Just over two years ago, I wrote a post here about Richard Powers’s amazing page of downloadable historical dance sources, wondering how I could have missed such a vast, terrific, and frankly indispensable website. I’ve now discovered yet another, even larger resource—as it happens, maintained by former students of Powers—that is continuing to blow my mind as I explore it.
The Library of Dance is just that—an enormous online library of materials for social dance, instructions, manuals, videos, music. For me, and probably for other musicians, the big attraction is the Vintage Dance Manuals page, maintained by Nick Enge, since the out of copyright sources often include music notation as well, and there are currently over 1800 downloadable sources—a source being an entire book. Although the title says “Vintage,” in fact, it’s a bibliography of manuals from the 15th century to the present day.
At the time of writing this post, there are over 6,100 sources cited, 3,351 of them indexed: “indexed” means that they have provided an index of all the dances included in a particular manual, with hyperlinks to subpages in some cases. For example, under Arbeau’s Orchésographie you’ll find not just indexes to different editions, but subpages that give renderings of the dance instructions and most usefully, an embedded link to a Spotify track that is particularly suitable for dancing.
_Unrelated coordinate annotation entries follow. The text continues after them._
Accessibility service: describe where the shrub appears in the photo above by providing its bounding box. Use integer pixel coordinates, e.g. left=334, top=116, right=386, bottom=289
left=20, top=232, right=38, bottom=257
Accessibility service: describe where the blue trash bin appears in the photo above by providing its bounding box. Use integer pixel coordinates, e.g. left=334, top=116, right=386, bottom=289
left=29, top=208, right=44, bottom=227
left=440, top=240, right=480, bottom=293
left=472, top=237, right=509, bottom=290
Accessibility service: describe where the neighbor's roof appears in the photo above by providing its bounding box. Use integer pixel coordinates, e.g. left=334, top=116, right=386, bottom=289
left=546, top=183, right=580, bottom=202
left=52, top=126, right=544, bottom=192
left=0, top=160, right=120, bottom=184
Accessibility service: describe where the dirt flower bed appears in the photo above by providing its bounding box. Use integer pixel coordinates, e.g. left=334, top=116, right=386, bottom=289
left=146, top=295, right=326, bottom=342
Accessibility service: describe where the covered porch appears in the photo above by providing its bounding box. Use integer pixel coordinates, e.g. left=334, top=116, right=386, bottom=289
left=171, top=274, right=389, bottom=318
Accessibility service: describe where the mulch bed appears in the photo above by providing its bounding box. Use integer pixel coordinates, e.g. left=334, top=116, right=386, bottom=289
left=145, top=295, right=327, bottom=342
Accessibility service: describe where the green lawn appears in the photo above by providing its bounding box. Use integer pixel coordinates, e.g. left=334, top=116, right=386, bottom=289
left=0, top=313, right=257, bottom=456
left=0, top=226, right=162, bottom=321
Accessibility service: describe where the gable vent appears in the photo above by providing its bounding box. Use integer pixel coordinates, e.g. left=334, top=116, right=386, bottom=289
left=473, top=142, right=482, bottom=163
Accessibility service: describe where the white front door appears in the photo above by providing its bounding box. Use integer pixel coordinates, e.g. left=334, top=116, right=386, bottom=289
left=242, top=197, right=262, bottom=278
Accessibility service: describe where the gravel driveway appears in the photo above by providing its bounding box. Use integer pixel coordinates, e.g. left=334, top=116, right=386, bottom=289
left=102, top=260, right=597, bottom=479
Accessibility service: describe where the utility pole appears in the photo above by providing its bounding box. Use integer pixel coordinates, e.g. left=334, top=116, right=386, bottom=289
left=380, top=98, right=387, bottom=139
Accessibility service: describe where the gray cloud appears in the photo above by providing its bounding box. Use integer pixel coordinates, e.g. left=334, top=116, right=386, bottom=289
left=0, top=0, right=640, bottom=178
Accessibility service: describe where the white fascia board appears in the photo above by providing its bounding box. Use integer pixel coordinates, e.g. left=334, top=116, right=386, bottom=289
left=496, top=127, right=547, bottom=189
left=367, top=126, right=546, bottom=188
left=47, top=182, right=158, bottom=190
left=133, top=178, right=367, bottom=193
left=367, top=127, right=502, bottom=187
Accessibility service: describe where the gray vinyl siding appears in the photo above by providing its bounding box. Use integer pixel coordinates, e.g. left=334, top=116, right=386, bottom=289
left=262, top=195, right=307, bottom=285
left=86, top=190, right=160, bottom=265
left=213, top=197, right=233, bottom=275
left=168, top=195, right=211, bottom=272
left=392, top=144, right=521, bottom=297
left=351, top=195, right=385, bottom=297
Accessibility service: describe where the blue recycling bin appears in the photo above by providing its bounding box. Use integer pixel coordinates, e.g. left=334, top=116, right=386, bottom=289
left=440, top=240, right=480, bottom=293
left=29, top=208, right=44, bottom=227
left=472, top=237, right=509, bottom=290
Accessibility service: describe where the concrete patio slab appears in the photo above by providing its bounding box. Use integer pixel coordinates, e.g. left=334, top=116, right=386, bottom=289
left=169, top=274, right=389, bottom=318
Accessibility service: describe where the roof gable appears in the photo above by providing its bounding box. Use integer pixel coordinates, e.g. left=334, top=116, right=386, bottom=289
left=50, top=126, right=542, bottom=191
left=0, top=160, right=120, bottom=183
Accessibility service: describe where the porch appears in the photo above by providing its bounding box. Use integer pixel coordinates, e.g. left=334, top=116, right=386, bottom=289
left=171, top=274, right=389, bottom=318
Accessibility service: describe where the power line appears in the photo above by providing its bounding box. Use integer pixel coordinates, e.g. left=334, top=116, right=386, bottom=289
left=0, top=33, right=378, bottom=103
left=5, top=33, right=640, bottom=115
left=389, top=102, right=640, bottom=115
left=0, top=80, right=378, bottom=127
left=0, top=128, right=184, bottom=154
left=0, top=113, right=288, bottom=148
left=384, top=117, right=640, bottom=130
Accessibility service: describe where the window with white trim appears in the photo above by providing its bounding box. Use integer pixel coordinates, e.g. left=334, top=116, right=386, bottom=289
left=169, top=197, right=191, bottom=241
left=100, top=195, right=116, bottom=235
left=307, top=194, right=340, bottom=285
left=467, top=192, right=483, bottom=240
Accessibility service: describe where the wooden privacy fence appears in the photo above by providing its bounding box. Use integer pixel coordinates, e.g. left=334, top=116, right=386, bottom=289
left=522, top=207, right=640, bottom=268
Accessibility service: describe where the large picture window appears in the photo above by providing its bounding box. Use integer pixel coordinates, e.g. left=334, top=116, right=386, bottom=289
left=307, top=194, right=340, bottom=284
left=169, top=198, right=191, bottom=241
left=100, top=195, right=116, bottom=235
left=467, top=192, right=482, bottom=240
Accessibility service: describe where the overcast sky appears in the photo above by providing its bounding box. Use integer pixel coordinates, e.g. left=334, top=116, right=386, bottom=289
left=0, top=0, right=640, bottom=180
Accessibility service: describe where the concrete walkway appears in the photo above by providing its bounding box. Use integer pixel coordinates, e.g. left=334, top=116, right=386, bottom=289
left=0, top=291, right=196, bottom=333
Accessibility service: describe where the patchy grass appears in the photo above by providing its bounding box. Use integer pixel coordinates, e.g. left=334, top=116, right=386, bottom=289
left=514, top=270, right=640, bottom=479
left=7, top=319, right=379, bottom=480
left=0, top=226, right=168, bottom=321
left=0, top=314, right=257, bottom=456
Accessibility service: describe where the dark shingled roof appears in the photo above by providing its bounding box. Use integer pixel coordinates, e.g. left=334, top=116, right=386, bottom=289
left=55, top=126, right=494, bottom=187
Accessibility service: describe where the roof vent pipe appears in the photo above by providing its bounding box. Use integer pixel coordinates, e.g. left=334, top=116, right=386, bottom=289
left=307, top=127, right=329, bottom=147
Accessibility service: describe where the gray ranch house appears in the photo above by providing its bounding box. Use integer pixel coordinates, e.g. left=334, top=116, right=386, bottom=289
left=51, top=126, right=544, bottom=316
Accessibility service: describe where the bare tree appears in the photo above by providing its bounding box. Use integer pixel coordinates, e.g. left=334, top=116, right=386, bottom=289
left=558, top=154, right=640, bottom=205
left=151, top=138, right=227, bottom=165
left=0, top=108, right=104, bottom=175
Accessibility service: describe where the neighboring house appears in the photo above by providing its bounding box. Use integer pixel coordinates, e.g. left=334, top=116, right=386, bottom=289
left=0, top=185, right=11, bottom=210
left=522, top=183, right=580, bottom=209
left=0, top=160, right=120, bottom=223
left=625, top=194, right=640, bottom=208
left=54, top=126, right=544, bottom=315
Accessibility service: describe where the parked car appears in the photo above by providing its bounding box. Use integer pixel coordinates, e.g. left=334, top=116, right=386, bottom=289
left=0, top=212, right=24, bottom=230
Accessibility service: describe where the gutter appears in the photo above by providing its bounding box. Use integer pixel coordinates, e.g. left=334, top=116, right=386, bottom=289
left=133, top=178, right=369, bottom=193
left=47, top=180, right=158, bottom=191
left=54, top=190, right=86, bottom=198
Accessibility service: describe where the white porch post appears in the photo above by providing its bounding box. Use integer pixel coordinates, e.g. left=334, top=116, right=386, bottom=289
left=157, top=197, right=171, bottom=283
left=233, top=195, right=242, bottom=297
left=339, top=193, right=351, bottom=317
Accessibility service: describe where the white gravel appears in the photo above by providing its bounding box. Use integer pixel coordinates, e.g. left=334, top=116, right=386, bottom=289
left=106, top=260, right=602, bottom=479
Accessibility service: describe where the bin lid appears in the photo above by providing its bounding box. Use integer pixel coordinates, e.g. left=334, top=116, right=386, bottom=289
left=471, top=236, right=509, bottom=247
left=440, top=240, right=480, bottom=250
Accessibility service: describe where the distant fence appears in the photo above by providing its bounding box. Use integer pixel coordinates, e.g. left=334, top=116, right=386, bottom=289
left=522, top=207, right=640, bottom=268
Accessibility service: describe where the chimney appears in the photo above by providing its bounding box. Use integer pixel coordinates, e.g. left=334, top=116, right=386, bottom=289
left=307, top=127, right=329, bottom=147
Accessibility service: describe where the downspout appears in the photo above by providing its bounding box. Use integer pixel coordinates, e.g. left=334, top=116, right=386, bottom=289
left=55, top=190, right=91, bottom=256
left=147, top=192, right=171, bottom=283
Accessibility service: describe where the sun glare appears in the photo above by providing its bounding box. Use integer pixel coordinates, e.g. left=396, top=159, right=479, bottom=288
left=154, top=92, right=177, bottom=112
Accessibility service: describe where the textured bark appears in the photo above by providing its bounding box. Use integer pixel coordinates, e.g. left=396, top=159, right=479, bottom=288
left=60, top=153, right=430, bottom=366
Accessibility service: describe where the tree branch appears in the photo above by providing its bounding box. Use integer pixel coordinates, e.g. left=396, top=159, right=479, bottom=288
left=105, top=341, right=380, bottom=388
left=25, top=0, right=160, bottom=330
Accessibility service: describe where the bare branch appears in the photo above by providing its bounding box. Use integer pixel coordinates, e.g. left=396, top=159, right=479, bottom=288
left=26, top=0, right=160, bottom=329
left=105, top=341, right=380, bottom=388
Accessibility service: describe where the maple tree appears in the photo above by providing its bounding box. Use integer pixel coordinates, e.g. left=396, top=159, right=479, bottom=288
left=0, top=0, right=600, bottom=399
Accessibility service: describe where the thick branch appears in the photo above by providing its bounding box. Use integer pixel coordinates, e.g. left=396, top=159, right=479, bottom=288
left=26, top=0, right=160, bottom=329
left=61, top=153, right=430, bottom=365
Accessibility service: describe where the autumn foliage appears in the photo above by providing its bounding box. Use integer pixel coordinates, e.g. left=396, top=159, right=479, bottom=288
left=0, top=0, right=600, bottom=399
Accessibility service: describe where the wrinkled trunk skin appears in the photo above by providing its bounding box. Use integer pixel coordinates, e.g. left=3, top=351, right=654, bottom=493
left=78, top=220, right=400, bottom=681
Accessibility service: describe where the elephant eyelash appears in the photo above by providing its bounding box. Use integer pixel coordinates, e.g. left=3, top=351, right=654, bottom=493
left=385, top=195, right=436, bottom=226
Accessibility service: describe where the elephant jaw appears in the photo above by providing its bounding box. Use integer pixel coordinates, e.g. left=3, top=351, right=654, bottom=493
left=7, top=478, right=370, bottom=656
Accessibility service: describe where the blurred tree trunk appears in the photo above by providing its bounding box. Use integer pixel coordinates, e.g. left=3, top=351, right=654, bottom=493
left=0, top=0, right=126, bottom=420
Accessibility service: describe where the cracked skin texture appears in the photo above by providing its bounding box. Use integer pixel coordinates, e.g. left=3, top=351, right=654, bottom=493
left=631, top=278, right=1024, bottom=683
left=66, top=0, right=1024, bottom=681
That alone makes the site invaluable. Just one example: see the Branle Pinagay from Orchésographie page.
It’s not just the sheer quantity of materials that’s available here, it’s the loving attention to detail and comprehensiveness— you’ll indexes of the many editions of Playford, and if there is more than one online source or format for a download, they’ll provide the relevant links.
The Library of Dance, free to all, is a wonderful example of what the web can be at it’s very best. Thank you, Melissa and Nick Enge!